This is problem **3.23** on page **97** of Hastie et al., *Elements of Statistical Learning*, 2nd. ed. (5th printing).

The key to this problem is a good understanding of ordinary least squares (i.e., linear regression), particularly the orthogonality of the fitted values and the residuals.

**Orthogonality lemma**: Let $X$ be the $n \times p$ design matrix, $y$ the response vector and $\beta$ the (true) parameters. Assuming $X$ is full-rank (which we will throughout), the OLS estimates of $\beta$ are $\hat{\beta} = (X^T X)^{-1} X^T y$. The fitted values are $\hat{y} = X (X^T X)^{-1} X^T y$. Then $\langle \hat{y}, y-\hat{y} \rangle = \hat{y}^T (y - \hat{y}) = 0$. That is, the fitted values are *orthogonal* to the residuals. This follows since $X^T (y - \hat{y}) = X^T y - X^T X (X^T X)^{-1} X^T y = X^T y - X^T y = 0$.

Now, let $x_j$ be a column vector such that $x_j$ is the $j$th column of $X$. The assumed conditions are:

- $\frac{1}{N} \langle x_j, x_j \rangle = 1$ for each $j$, $\frac{1}{N} \langle y, y \rangle = 1$,
- $\frac{1}{N} \langle x_j, 1_p \rangle = \frac{1}{N} \langle y, 1_p \rangle = 0$ where $1_p$ denotes a vector of ones of length $p$, and
- $\frac{1}{N} | \langle x_j, y \rangle | = \lambda$ for all $j$.

Note that **in particular**, the last statement of the **orthogonality lemma** is identical to $\langle x_j, y - \hat{y} \rangle = 0$ for all $j$.

**The correlations are tied**

Now, $u(\alpha) = \alpha X \hat{\beta} = \alpha \hat{y}$. So,
$$
\langle x_j, y - u(a) \rangle = \langle x_j, (1-\alpha) y + \alpha y - \alpha \hat{y} \rangle = (1-\alpha) \langle x_j, y \rangle + \alpha \langle x_j, y - \hat{y} \rangle ,
$$
and the second term on the right-hand side is zero by the **orthogonality lemma**, so
$$
\frac{1}{N} | \langle x_j, y - u(\alpha) \rangle | = (1-\alpha) \lambda ,
$$
as desired. The absolute value of the correlations are just
$$
\hat{\rho}_j(\alpha) = \frac{\frac{1}{N} | \langle x_j, y - u(\alpha) \rangle |}{\sqrt{\frac{1}{N} \langle x_j, x_j \rangle }\sqrt{\frac{1}{N} \langle y - u(\alpha), y - u(\alpha) \rangle }} = \frac{(1-\alpha)\lambda}{\sqrt{\frac{1}{N} \langle y - u(\alpha), y - u(\alpha) \rangle }}
$$

**Note**: The right-hand side above is independent of $j$ and the numerator is just the same as the covariance since we've assumed that all the $x_j$'s and $y$ are centered (so, in particular, no subtraction of the mean is necessary).

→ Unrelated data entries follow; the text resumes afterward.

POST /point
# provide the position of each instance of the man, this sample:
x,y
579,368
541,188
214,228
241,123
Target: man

**What's the point?** As $\alpha$ increases the response vector is modified so that it inches its way toward that of the (*restricted!*) least-squares solution obtained from incorporating only the first $p$ parameters in the model. This simultaneously modifies the estimated parameters since they are simple inner products of the predictors with the (modified) response vector. The modification takes a special form though. It keeps the (magnitude of) the correlations between the predictors and the modified response the same throughout the process (even though the *value* of the correlation is changing). Think about what this is doing geometrically and you'll understand the name of the procedure!

**Explicit form of the (absolute) correlation**

Let's focus on the term in the denominator, since the numerator is already in the required form. We have
$$
\langle y - u(\alpha), y - u(\alpha) \rangle = \langle (1-\alpha) y + \alpha y - u(\alpha), (1-\alpha) y + \alpha y - u(\alpha) \rangle .
$$

Substituting in $u(\alpha) = \alpha \hat{y}$ and using the linearity of the inner product, we get

$$
\langle y - u(\alpha), y - u(\alpha) \rangle = (1-\alpha)^2 \langle y, y \rangle + 2\alpha(1-\alpha) \langle y, y - \hat{y} \rangle + \alpha^2 \langle y-\hat{y}, y-\hat{y} \rangle .
$$

Observe that

- $\langle y, y \rangle = N$ by assumption,
- $\langle y, y - \hat{y} \rangle = \langle y - \hat{y}, y - \hat{y} \rangle + \langle \hat{y}, y - \hat{y} \rangle = \langle y - \hat{y}, y - \hat{y}\rangle$, by applying the
**orthogonality lemma** (yet again) to the second term in the middle; and,
- $\langle y - \hat{y}, y - \hat{y} \rangle = \mathrm{RSS}$ by definition.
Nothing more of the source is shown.